Call me when a disinterested third-party says so. PR announcements by the very people who have a large stake in our belief in their product are unreliable.
This company predicts software development is a dead occupation yet ships a mobile chat UI that appears to be perpetually full of bugs, and has had a number of high profile incidents.
"This company predicts software development is a dead occupation"
Citation needed?
Closest I've seen to that was Dario saying AI would write 90% of the code, but that's very different from declaring the death of software development as an occupation.
The clear disdain he has for the profession is evident in any interview he gives. Him saying 90% of the code was not a signal to us, but it was directed to his fellow execs, that they can soon get rid of 90% of the engineers and some other related professions.
I think it's pretty clear that Anthrophic was the main AI lab pushing code automation right from the start. Their blog posts, everything just targeted code generation. Even their headings for new models in articules would be "code". My view if they weren't around, even if it would of happened eventually, code would of been solved with cadence to other use cases (i.e. gradually as per general demand).
AI Engineers aren't actually SWE's per se; they use code but they see it as tedious non-main work IMO. They are happy to automate their compliment and raise in status vs SWE's who typically before all of this had more employment opportunities and more practical ways to show value.
What quotes? This is an AI summary that may or may not have summarized actual quotes from the researchers, but I don't see a single quote in this article, or a source.
Why are you commenting if you can't even take a few minutes to read this ? It's quite bizarre. There's a quote and repo for Cheeseman, and a paper for Biomni.
There is only one quote in the entire article, though:
> Cheeseman finds Claude consistently catches things he missed. “Every time I go through I’m like, I didn’t notice that one! And in each case, these are discoveries that we can understand and verify,” he says.
Pretty vague and not really quantifiable. You would think an article making a bold claim would contain more than a single, hand-wavy quote from an actual scientist.
>Pretty vague and not really quantifiable. You would think an article making a bold claim would contain more than a single, hand-wavy quote from an actual scientist.
Why? What purpose would quotes serve better than a paper with numbers and code? Just seems like nitpicking here. The article could have gone without a single quote (or had several more) and it wouldn't really change anything. And that quote is not really vague in the context of the article.
The point is to look at who is making a claim and asking what they hope to gain from it.
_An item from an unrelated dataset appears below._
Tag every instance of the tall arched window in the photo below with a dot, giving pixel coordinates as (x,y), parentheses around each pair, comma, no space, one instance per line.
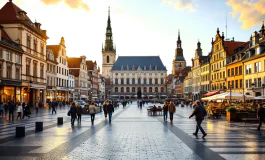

This is orthogonal to what the thing is, really. It’s just basic skepticism.
Even if the article is accurate, it still makes sense to question the motives of the publisher. Especially if they’re selling a product.
> Call me when a disinterested third-party says Call me when a disinterested third-party says so
Saying what? This describes three projects that use an Anthropic’s product. Do you need a third party to confirm that? Or do you need someone to tell you if they are legit?
There are hundreds of announcements by vendors ơn HN. Did you object to them all or only when your own belief is against them?